Trustworthy Classic RL Algorithms#

As Safe RL algorithms are also based on classic RL algorithms, a trustworthy implementation of the classic RL algorithm is required. SafePO provided a set of classic RL algorithms, PPO, NaturaPG and TRPO.

To verify the correctness of the classic RL algorithms, we provide the performance of them in the MuJoCo Velocity environment.

Integrated Safe RL Pipeline#

SafePO’s classic RL algorithms are integrated with the Safe RL pipeline, though they make no use of the constraint. You can customize the Safe RL algorithms based on the classic RL algorithms.

Briefly, the PPO in SafePO has the following characteristics, which are also suitable for other customization of safe RL algorithms.

VectorizedOnPolicyBuffer: A vectorized buffer supporting cost advantage estimation.
ActorVCritic: A actor-critic network supporting cost value estimation.
Lagrange: A lagrangian multiplier for constraint violation control.

Beyond the above characteristics, the PPO in SafePO also provides a training pipeline for data collection and training.
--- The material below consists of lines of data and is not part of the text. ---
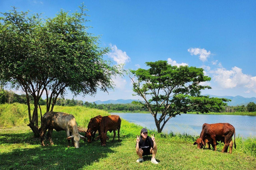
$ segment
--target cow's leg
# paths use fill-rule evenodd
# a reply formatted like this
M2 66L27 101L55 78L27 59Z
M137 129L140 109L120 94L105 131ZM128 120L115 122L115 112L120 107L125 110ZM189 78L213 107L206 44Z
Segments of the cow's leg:
M211 149L211 143L210 141L209 141L207 142L207 144L208 145L208 149Z
M114 136L113 136L113 140L112 140L112 142L114 141L114 139L115 139L115 137L116 137L116 130L113 130L113 133L114 133Z
M93 141L94 140L94 136L95 136L95 134L96 134L96 132L97 131L97 130L94 130L93 131L93 136L92 136L92 140Z
M117 135L118 136L118 142L120 141L120 128L117 128Z
M211 136L212 140L212 147L214 150L214 151L217 150L217 147L216 146L216 139L215 138L215 136Z
M44 136L46 130L47 130L47 128L42 127L41 131L40 132L40 139L41 140L41 145L42 146L45 146L44 143Z
M49 128L48 129L48 132L47 133L47 136L49 139L51 145L53 145L53 141L52 141L52 138L53 130L53 129Z
M69 132L69 130L67 130L66 131L67 132L67 137L69 137L70 136L70 133ZM70 139L69 140L68 139L68 147L69 147L69 146L70 146Z
M229 153L232 153L232 149L233 147L233 142L232 140L229 143Z
M223 148L222 150L221 151L222 152L227 152L228 148L229 145L229 143L230 143L230 138L228 139L227 139L227 136L225 137L225 140L224 140L224 147Z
You can customize new algorithms based on it.

Next we will provide a detailed example to show how to customize the PPO algorithm to PPO-Lag algorithm.

Example: PPO-Lag#

The Lagrangian multiplier is a useful tool to control the constraint violation in the Safe RL algorithms. Classic RL algorithms combined with the Lagrangian multiplier are trustworthy baselines for Safe RL algorithms.

Note

SafePO provide naive lagrangian multiplier and pid-based lagrangian multiplier. The former suffer from oscillation and the latter is more stable.
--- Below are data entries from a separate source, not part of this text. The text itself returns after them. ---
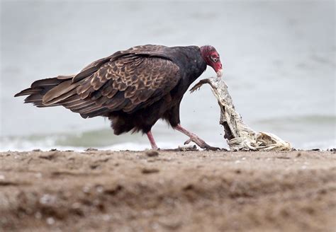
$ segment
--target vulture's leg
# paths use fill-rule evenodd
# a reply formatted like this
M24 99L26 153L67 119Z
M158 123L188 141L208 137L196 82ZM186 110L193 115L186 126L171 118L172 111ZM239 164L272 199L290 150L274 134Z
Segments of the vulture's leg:
M201 147L201 149L206 149L214 150L214 151L219 149L219 148L218 147L213 147L208 145L202 139L198 137L197 135L183 128L180 124L178 124L177 126L174 127L174 129L177 129L179 132L182 132L183 134L184 134L185 135L186 135L187 137L190 138L189 139L188 139L187 141L184 142L184 144L188 144L192 141L195 144L198 145L198 146Z
M154 140L153 135L152 134L152 131L149 131L146 134L147 137L148 137L148 140L150 140L150 146L152 146L152 149L157 150L158 148L157 144L155 143L155 140Z

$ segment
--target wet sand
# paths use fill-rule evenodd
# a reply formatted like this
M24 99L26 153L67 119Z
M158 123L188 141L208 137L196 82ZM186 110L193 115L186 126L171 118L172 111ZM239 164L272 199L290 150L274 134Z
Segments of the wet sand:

Here we provide an example of using the Lagrangian multiplier in the PPO algorithm.

First, import the Lagrange class.

from safepo.common.lagrange import Lagrange

Second, initialize the Lagrange class.

lagrange = Lagrange(
    cost_limit=args.cost_limit,
    lagrangian_multiplier_init=args.lagrangian_multiplier_init,
    lagrangian_multiplier_lr=args.lagrangian_multiplier_lr,
)

Third, update the Lagrange class.

ep_costs = logger.get_stats("Metrics/EpCost")
lagrange.update_lagrange_multiplier(ep_costs)

Finally, use the lagrangian multiplier to update the policy network.

advantage = data["adv_r"] - lagrange.lagrangian_multiplier * data["adv_c"]
advantage /= (lagrange.lagrangian_multiplier + 1)

Note

Only within 10 lines of code, you can use the Lagrangian multiplier in the PPO algorithm. The framework of PPO is also suitable for other customization of safe RL algorithms.